'Holy alliance' in Italy protests against working on Sundays

'Holy alliance' in Italy protests against working on Sundays

ROME - Agence France-Presse

AFP photo

Trade unions held small protests across Italy and the Catholic Church voiced its support on Sunday as part of a Europe-wide campaign against allowing more businesses to stay open on Sundays.

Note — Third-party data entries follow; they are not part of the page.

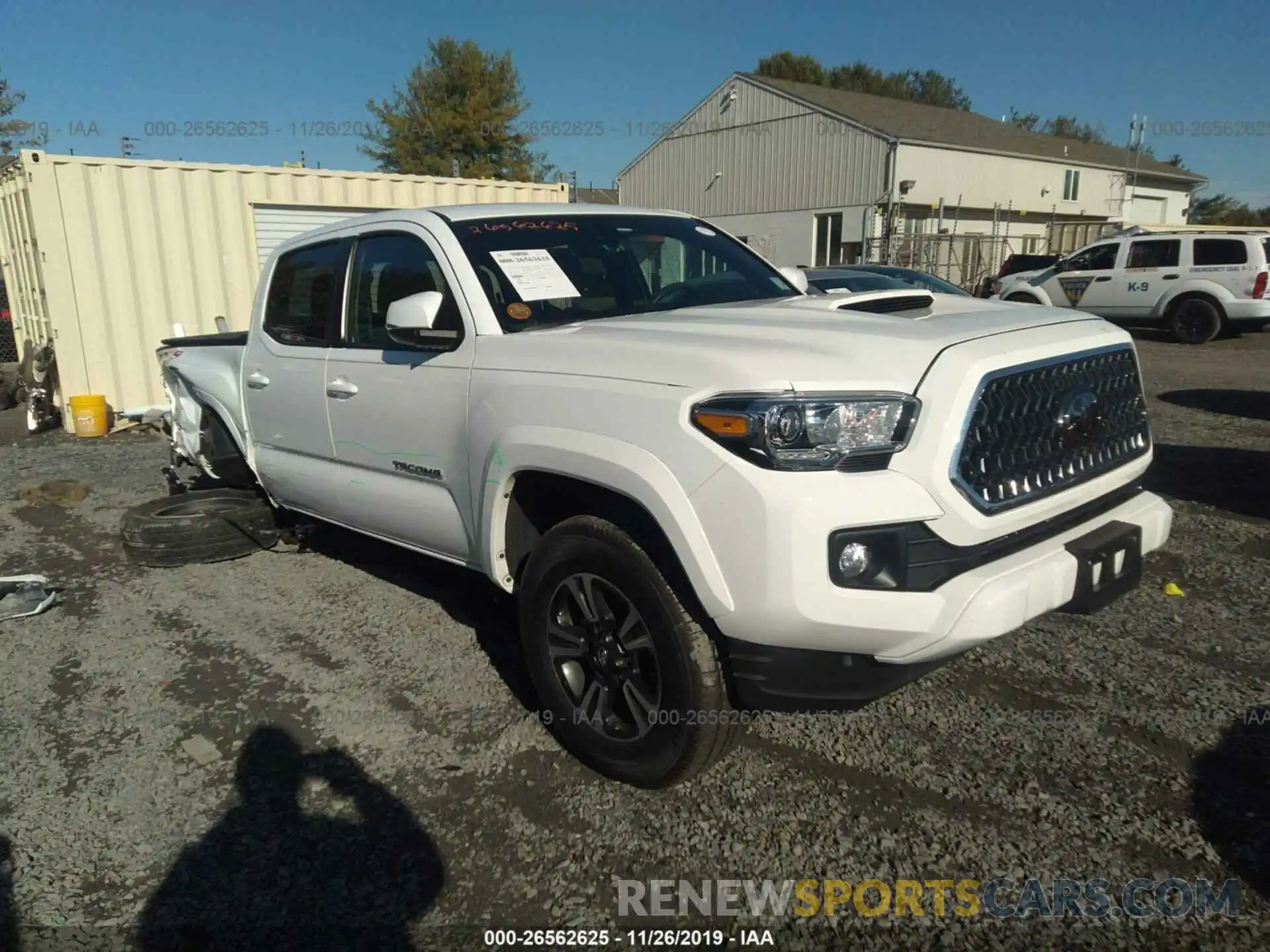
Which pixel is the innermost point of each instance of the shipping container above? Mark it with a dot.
(103, 255)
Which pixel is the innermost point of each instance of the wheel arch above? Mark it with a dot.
(536, 476)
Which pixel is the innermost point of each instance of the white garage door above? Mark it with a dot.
(276, 223)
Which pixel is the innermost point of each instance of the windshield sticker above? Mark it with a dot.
(523, 226)
(1075, 288)
(535, 274)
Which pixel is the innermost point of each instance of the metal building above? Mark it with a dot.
(813, 175)
(102, 255)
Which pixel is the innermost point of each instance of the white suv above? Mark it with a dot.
(1197, 284)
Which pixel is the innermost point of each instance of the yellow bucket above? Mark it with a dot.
(89, 415)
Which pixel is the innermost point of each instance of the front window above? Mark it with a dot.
(921, 280)
(1160, 253)
(559, 270)
(1100, 258)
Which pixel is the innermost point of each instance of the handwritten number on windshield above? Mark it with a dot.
(524, 226)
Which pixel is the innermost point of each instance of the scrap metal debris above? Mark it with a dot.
(22, 596)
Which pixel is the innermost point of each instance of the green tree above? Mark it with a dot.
(792, 66)
(930, 87)
(1227, 210)
(460, 103)
(16, 132)
(1061, 126)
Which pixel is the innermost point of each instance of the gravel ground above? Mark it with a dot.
(125, 710)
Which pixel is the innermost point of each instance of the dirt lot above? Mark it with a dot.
(1114, 746)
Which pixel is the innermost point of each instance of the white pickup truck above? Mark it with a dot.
(709, 492)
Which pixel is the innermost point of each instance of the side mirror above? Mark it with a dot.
(794, 277)
(411, 321)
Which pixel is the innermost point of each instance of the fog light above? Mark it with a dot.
(854, 560)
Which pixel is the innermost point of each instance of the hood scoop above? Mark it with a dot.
(870, 301)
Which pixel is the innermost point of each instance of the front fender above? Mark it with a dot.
(1028, 288)
(615, 465)
(1193, 287)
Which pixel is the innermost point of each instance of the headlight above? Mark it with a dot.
(808, 432)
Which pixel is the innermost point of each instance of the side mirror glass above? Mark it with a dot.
(794, 277)
(411, 321)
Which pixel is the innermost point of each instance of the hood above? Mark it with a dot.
(806, 343)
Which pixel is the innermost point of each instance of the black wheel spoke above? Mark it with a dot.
(566, 641)
(642, 706)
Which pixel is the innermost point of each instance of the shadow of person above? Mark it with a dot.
(270, 876)
(9, 941)
(1228, 797)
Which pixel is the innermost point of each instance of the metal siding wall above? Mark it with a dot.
(130, 247)
(775, 155)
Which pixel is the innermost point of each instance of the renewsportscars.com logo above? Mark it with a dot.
(999, 898)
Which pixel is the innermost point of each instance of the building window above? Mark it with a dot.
(1072, 186)
(828, 239)
(1220, 252)
(1155, 254)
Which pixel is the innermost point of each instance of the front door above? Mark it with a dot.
(399, 414)
(1087, 281)
(284, 376)
(1150, 270)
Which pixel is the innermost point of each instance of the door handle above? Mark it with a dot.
(341, 389)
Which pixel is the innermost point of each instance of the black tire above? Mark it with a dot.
(693, 724)
(1194, 320)
(200, 526)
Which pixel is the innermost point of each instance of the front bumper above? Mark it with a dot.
(779, 571)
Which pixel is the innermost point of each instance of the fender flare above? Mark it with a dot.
(1193, 287)
(1034, 290)
(615, 465)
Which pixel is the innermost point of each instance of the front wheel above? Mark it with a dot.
(629, 682)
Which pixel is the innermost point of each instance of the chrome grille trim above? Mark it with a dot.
(1013, 447)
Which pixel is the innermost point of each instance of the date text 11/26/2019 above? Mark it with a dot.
(633, 938)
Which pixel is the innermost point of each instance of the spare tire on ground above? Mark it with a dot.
(200, 526)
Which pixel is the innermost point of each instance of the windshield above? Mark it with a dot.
(921, 280)
(857, 282)
(550, 270)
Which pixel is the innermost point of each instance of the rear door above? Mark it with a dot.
(1087, 282)
(1151, 270)
(284, 376)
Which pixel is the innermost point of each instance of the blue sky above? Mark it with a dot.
(628, 66)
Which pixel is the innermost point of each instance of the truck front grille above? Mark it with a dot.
(1042, 428)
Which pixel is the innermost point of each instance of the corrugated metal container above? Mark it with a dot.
(103, 255)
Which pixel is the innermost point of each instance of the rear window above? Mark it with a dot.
(1155, 254)
(305, 295)
(1221, 252)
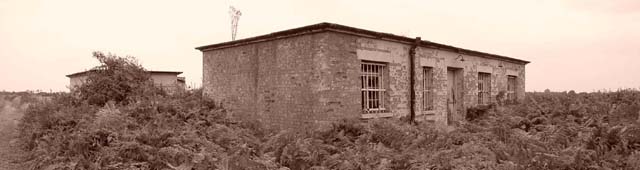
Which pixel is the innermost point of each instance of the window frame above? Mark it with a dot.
(484, 88)
(428, 90)
(373, 93)
(512, 84)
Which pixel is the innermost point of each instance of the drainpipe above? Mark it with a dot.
(412, 80)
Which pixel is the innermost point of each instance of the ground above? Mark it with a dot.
(10, 113)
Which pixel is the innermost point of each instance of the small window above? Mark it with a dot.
(484, 88)
(511, 89)
(373, 87)
(427, 84)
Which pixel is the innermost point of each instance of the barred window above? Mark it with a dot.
(511, 89)
(373, 87)
(484, 88)
(427, 84)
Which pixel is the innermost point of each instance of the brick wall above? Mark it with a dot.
(314, 78)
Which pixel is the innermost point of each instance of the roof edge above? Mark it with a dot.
(324, 26)
(84, 72)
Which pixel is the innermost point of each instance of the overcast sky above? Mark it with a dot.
(581, 45)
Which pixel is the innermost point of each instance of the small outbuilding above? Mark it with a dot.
(325, 72)
(169, 80)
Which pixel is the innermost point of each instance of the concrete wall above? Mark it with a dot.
(315, 78)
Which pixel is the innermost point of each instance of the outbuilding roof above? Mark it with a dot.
(321, 27)
(152, 72)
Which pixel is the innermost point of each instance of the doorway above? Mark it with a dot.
(455, 94)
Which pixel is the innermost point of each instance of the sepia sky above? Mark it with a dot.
(582, 45)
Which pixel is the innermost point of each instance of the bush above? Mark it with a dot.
(118, 79)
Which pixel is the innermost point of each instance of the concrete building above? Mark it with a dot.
(326, 72)
(165, 79)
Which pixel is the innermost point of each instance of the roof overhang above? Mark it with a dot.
(324, 27)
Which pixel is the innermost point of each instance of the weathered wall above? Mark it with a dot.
(440, 60)
(287, 82)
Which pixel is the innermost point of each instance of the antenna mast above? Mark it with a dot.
(235, 16)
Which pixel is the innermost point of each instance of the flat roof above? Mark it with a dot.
(152, 72)
(322, 27)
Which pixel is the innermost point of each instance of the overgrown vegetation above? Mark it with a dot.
(110, 125)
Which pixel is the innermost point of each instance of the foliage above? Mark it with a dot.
(118, 79)
(148, 130)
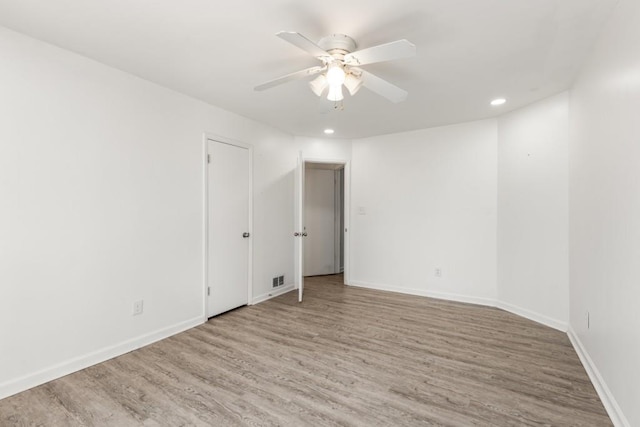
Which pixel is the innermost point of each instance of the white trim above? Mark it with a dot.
(489, 302)
(531, 315)
(207, 136)
(607, 398)
(424, 293)
(273, 294)
(59, 370)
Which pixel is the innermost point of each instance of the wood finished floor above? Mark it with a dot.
(345, 356)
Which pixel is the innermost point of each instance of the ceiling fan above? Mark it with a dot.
(341, 66)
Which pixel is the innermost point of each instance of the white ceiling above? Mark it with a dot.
(469, 51)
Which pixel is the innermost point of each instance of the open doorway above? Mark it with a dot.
(324, 219)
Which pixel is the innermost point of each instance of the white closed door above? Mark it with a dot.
(228, 226)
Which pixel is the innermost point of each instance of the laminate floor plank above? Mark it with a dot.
(345, 356)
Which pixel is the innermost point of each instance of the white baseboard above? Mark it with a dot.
(26, 382)
(273, 294)
(527, 314)
(423, 293)
(609, 402)
(531, 315)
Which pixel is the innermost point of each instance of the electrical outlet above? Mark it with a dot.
(138, 307)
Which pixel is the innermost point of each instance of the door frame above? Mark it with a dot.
(205, 216)
(346, 207)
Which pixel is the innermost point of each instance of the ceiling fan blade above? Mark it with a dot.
(289, 77)
(303, 43)
(383, 88)
(384, 52)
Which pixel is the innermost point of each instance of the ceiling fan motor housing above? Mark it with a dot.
(339, 44)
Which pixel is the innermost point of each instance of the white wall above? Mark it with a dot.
(324, 148)
(424, 200)
(319, 213)
(533, 247)
(605, 208)
(101, 182)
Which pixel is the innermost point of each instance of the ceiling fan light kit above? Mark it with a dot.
(340, 66)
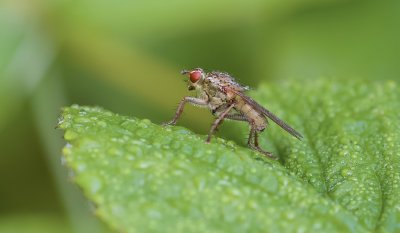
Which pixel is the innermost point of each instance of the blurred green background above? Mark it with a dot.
(126, 56)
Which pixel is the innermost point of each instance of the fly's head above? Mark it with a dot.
(196, 78)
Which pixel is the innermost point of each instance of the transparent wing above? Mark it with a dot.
(269, 114)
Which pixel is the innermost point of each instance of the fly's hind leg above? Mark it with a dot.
(218, 121)
(253, 143)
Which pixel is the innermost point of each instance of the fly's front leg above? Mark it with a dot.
(179, 110)
(218, 121)
(253, 143)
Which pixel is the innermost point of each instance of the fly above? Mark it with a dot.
(219, 92)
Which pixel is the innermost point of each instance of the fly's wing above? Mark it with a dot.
(269, 114)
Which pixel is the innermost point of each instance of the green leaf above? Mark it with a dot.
(344, 177)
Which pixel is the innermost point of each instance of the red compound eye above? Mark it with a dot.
(195, 76)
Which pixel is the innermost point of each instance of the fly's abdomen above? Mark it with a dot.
(255, 118)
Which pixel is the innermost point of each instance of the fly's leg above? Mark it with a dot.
(218, 121)
(179, 110)
(253, 143)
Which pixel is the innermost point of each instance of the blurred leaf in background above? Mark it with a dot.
(126, 56)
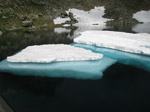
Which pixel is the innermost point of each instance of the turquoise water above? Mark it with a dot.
(78, 70)
(139, 61)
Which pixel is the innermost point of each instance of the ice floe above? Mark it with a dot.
(142, 28)
(79, 70)
(62, 30)
(52, 53)
(134, 43)
(142, 16)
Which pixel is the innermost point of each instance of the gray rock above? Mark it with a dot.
(64, 15)
(71, 15)
(27, 23)
(23, 18)
(1, 33)
(4, 17)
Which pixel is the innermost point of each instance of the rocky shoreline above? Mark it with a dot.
(33, 15)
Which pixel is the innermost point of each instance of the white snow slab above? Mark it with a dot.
(142, 16)
(52, 53)
(134, 43)
(142, 28)
(61, 30)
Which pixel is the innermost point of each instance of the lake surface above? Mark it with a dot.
(123, 87)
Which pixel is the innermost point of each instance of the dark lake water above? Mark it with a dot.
(124, 86)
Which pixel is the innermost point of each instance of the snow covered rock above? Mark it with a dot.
(142, 16)
(52, 53)
(87, 20)
(134, 43)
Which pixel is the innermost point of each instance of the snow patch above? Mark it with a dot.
(117, 40)
(52, 53)
(142, 28)
(61, 30)
(142, 16)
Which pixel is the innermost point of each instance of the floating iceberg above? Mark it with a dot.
(139, 61)
(142, 28)
(52, 53)
(77, 69)
(134, 43)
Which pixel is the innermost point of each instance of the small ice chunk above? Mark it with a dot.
(117, 40)
(51, 53)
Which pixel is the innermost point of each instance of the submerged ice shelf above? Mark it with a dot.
(77, 69)
(134, 43)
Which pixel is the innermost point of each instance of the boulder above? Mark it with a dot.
(1, 33)
(27, 23)
(23, 18)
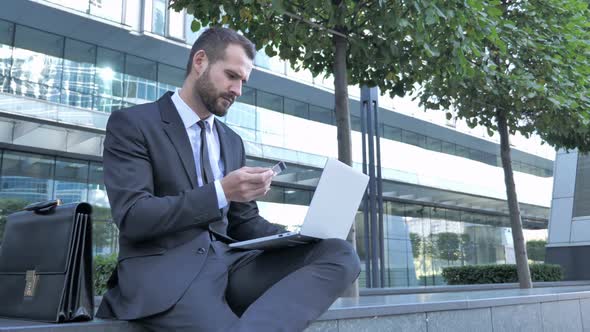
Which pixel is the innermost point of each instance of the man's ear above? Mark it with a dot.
(200, 62)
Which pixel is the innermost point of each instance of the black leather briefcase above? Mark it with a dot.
(46, 263)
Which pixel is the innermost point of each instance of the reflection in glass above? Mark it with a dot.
(110, 9)
(140, 80)
(109, 79)
(159, 17)
(296, 108)
(71, 177)
(25, 176)
(105, 237)
(176, 24)
(78, 83)
(37, 64)
(6, 32)
(169, 79)
(321, 114)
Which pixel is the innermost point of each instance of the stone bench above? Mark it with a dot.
(560, 308)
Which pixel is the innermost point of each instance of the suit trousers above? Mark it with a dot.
(278, 290)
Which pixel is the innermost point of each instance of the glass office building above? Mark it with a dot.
(65, 65)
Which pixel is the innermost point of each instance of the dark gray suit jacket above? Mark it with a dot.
(161, 213)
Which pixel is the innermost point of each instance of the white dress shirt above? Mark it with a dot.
(190, 119)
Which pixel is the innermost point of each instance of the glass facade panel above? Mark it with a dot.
(433, 144)
(269, 101)
(26, 177)
(296, 108)
(37, 64)
(110, 68)
(91, 77)
(140, 80)
(248, 96)
(321, 114)
(110, 9)
(414, 138)
(392, 133)
(71, 180)
(190, 35)
(73, 4)
(6, 34)
(78, 83)
(159, 17)
(169, 79)
(176, 24)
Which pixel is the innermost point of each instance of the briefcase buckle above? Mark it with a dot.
(31, 280)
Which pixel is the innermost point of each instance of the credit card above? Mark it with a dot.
(279, 167)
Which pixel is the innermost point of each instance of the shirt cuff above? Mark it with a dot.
(221, 200)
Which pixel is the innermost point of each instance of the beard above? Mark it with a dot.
(216, 102)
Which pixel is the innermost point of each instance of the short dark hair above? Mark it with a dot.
(214, 41)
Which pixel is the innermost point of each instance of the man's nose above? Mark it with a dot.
(236, 89)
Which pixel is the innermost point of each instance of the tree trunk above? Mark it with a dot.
(522, 263)
(343, 125)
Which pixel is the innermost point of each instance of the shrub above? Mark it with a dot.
(496, 274)
(104, 265)
(536, 250)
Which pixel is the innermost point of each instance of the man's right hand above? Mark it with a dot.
(247, 183)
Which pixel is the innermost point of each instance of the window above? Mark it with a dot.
(159, 17)
(169, 78)
(433, 144)
(296, 108)
(582, 190)
(110, 9)
(71, 177)
(140, 80)
(414, 139)
(248, 96)
(321, 114)
(270, 101)
(176, 24)
(6, 33)
(37, 64)
(392, 133)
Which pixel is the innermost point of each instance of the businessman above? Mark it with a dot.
(179, 193)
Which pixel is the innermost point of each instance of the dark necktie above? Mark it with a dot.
(206, 170)
(219, 228)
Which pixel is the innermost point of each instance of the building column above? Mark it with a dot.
(569, 236)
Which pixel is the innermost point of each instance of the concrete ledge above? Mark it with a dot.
(384, 305)
(537, 309)
(97, 325)
(463, 288)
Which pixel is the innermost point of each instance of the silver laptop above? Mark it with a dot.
(330, 214)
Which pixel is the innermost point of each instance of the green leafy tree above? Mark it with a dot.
(376, 43)
(528, 72)
(416, 241)
(536, 250)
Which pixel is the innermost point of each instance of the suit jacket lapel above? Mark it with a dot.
(175, 130)
(230, 161)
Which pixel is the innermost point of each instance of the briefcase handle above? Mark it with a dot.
(43, 207)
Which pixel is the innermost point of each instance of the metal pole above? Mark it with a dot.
(379, 188)
(368, 255)
(375, 273)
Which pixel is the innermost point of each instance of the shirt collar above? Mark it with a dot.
(189, 118)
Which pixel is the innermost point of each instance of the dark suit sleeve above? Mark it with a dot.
(244, 221)
(128, 175)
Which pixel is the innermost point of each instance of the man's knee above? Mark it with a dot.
(343, 254)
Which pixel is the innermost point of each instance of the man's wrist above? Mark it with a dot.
(221, 199)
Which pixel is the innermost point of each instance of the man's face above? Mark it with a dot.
(221, 82)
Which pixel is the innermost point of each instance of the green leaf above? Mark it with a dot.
(195, 25)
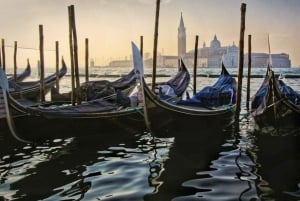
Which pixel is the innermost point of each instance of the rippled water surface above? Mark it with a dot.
(141, 167)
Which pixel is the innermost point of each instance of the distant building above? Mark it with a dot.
(212, 56)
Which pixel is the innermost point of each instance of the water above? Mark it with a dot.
(142, 167)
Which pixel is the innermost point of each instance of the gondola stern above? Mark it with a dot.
(5, 93)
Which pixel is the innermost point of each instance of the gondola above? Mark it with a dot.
(51, 121)
(92, 90)
(275, 107)
(22, 76)
(95, 117)
(31, 90)
(168, 119)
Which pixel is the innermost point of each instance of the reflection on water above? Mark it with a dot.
(235, 166)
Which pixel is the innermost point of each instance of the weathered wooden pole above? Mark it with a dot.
(3, 54)
(57, 64)
(142, 46)
(42, 77)
(15, 60)
(76, 66)
(241, 61)
(73, 94)
(0, 58)
(86, 59)
(249, 72)
(195, 65)
(155, 44)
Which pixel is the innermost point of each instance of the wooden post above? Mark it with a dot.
(155, 44)
(241, 60)
(73, 95)
(42, 85)
(57, 64)
(0, 58)
(249, 72)
(3, 54)
(86, 59)
(15, 60)
(142, 46)
(76, 67)
(195, 65)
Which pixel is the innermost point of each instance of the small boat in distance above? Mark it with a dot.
(167, 119)
(275, 107)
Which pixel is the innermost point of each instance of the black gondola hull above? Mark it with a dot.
(167, 120)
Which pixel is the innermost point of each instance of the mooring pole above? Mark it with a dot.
(249, 72)
(142, 46)
(76, 66)
(241, 61)
(195, 65)
(73, 94)
(3, 54)
(86, 59)
(155, 44)
(42, 76)
(57, 64)
(15, 60)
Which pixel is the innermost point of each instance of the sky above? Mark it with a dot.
(111, 25)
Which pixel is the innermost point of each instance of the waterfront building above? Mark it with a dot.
(211, 56)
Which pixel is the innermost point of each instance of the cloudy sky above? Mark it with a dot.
(110, 26)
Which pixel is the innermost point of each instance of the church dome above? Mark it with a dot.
(215, 43)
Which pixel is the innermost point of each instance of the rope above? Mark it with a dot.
(29, 48)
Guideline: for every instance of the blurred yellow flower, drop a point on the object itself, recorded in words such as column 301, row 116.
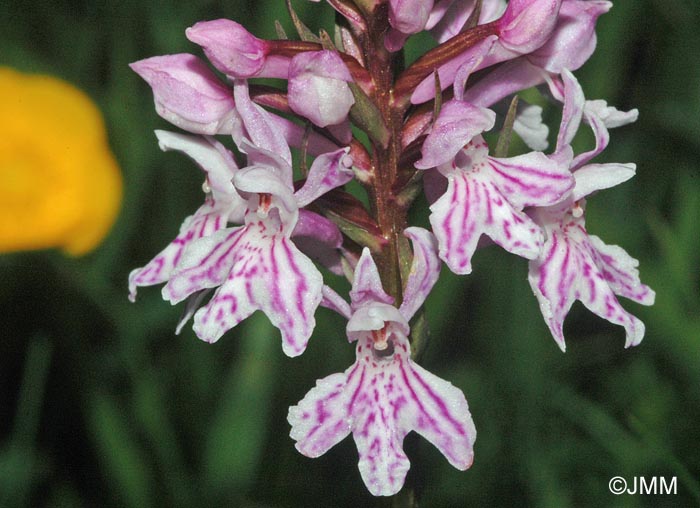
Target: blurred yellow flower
column 59, row 183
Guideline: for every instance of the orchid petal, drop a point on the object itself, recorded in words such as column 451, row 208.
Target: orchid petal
column 267, row 273
column 528, row 24
column 409, row 16
column 425, row 269
column 332, row 300
column 327, row 172
column 472, row 206
column 380, row 400
column 188, row 94
column 567, row 271
column 572, row 113
column 367, row 286
column 193, row 302
column 205, row 264
column 318, row 87
column 425, row 90
column 449, row 16
column 573, row 40
column 455, row 126
column 374, row 317
column 230, row 47
column 594, row 177
column 320, row 239
column 210, row 155
column 259, row 181
column 259, row 124
column 531, row 179
column 206, row 221
column 504, row 80
column 619, row 270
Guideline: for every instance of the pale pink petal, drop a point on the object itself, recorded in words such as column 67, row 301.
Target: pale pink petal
column 319, row 239
column 619, row 269
column 260, row 126
column 572, row 113
column 529, row 126
column 595, row 177
column 527, row 24
column 566, row 272
column 374, row 316
column 367, row 286
column 409, row 16
column 319, row 421
column 211, row 156
column 332, row 300
column 473, row 206
column 276, row 165
column 455, row 126
column 531, row 179
column 449, row 16
column 270, row 274
column 380, row 399
column 425, row 269
column 318, row 88
column 188, row 94
column 206, row 221
column 573, row 40
column 257, row 181
column 205, row 264
column 230, row 47
column 601, row 117
column 327, row 172
column 504, row 80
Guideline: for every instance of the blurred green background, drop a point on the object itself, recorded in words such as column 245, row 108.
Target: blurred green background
column 102, row 405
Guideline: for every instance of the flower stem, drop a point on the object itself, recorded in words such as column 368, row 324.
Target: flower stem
column 390, row 217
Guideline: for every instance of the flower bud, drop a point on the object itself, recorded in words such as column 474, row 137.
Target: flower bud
column 186, row 92
column 231, row 48
column 573, row 39
column 527, row 24
column 318, row 87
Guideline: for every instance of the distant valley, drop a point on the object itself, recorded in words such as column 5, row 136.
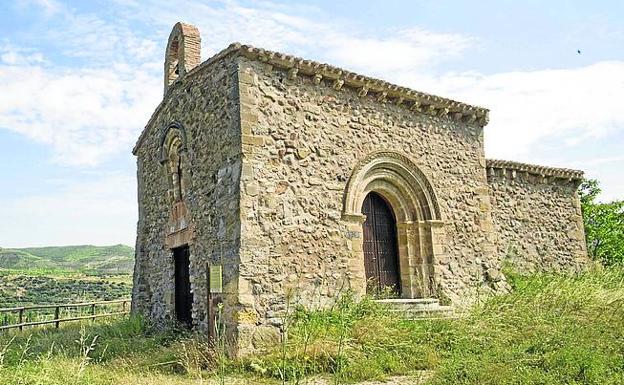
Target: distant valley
column 96, row 260
column 65, row 274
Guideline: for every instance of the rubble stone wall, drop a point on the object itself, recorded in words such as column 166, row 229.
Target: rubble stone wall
column 301, row 143
column 538, row 220
column 205, row 104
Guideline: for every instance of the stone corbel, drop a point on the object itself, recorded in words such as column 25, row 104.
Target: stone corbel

Susanna Camusso, the leader of Italy's biggest trade union, CGIL, joined picketers outside a Rome shopping centre and there were similar demonstrations around the country including street parties in Florence, Milan and Pisa.
 
"Liberalising businesses by opening them seven days a week does not increase consumption but it has an impact on the material conditions of workers with ever harsher shifts and increased demands on flexibility," Camusso said.
 
"A Priceless Day" read the headline of an editorial in Avvenire, the newspaper of the Italian bishops' conference, which hailed the formation a new "holy alliance" between Catholic communities and trade unions on the issue.
 
"Workers are stressed out by unworkable shifts and the unimaginable difficulties of spending time with their families and taking Sundays not just as a day of rest but of personal reflection," it said.
 
Italian Prime Minister Mario Monti introduced a reform as part of an austerity package passed in December last year that allows businesses to decide their own working hours, including the possibility of 24-hour opening.
 
Italy's three main trade unions, CGIL, CISL and UIL, which are already campaigning against government plans to make it easier to fire workers, said in a statement that Sunday openings would lead to "worse economic conditions." The mobilisation in Italy was part of the European Day for a Work-Free Sunday, a campaign called by the European Sunday Alliance, a network of trade unions, civil society organisations and religious communities.